You may not think these questions have much to do with your investment portfolio, but if you hold a fund that invests in large British company shares they are about to become key to its performance.
This year, the oil company Royal Dutch Shell will become a completely British company, incorporated here, rather than a dual-listed operation split 60-40 between the Netherlands and Britain. When that happens, the £60 billion or so of its value attributable to the Dutch side will be added to the £40bn of its British arm, making a company worth more than £100bn. It will then vie with rival BP, whose market capitalisation is similar, to be the biggest company on the London Stock Exchange.
Combined, the two oil giants will be a formidable force in the market, accounting for just under a fifth of the FTSE 100 and about 17 per cent of the All-Share index.
While the oil industry is clearly influenced by the things that affect share prices generally, such as the state of the economy and investor sentiment, the oil price is at least as important, as the jump in shares as oil soared last spring shows.
While most forecasters are predicting that the price will stay around current levels rather than falling back below $20, a year ago no one was predicting more than $50 a barrel. If the oil price does continue to fall this year, BP and Shell are likely to fall with it. The rest of the FTSE 100 will, therefore, have to make some impressive gains to keep the index moving ahead.
But oil is not the only industry dominating the FTSE 100; banks account for about a quarter of the FTSE and five of the top 10 companies. That underlines the increased concentration of the stock market, with a few global giants accounting for a sizable chunk of the index: the top five companies alone represent more than 36 per cent, the top 10 are more than half the FTSE.
Tim Cockerill, head of research at Rowan and Co Capital Management, thinks that such concentration makes life dangerous for the funds that track the index, whether the FTSE 100 or the All-Share (of which the Footsie accounts for 85 per cent of its total value).
To reflect the changed balance of the index, they will have to add to their holdings of Shell when it moves here in the summer, regardless of what they think of prospects for the oil price. And they will be much more vulnerable to any unexpected shocks from either company, as happened when Shell revealed the reserves overstatement which prompted the current restructuring.
Many so-called active funds are also closet trackers, which means that they stick very closely to the index to reduce the risk of underperformance.
So, many of the large generalist funds will also be scrambling to increase their exposure to Shell, thinking that they are playing safe. In fact, they will be taking bigger risks. Cockerill points out that even in very aggressive funds such as DWS UK Opportunities, which has just 26 stocks in its portfolio, the top 10 account for just over 40 per cent of the portfolio.

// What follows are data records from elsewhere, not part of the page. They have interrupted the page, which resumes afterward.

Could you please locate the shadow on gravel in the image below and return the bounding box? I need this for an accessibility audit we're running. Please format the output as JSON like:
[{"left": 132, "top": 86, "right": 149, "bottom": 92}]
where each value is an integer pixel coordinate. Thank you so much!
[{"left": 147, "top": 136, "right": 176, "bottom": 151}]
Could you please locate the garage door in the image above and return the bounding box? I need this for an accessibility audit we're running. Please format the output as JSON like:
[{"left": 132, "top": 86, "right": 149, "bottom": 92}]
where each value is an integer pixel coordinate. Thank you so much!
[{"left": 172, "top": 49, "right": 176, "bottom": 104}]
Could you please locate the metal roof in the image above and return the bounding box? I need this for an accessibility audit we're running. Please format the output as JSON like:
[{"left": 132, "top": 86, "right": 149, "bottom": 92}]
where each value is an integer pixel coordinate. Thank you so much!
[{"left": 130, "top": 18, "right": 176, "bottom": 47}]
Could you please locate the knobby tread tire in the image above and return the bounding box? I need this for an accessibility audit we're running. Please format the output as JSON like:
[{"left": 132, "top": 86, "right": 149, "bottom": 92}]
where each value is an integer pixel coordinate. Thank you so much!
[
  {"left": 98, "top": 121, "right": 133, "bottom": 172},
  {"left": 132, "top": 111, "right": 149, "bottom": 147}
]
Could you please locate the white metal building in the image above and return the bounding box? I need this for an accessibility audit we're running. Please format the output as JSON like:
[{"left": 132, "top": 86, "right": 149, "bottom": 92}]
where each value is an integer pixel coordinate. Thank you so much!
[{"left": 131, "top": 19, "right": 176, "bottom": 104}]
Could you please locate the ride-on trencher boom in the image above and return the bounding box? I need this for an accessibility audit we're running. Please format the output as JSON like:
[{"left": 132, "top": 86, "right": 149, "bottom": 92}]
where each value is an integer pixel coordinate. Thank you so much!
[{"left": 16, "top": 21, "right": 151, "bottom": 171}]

Neither does 'playing safe' produce good performance: over the year to mid-December, the best tracking fund came 43rd in the UK all-companies sector, with an increase of 18 per cent. But it was tracking the FTSE 250 mid-cap index, which is much less concentrated than the FTSE 100, and also lagged Schroder's UK Mid Cap fund, which has that index as its benchmark and rose by 23 per cent.
The best all-share tracker came in 80th, with a 13.7 per cent return, little over half that achieved by the Merrill Lynch UK Dynamic Fund, which takes much more active bets.
The scale of outperformance is more than enough to justify the extra fees charged by active managers - provided, of course, they do deliver superior returns.
That means investors have to choose carefully: beware the closet tracker and follow the good stock-picker, such as those at the Schroder or Merrill Lynch funds.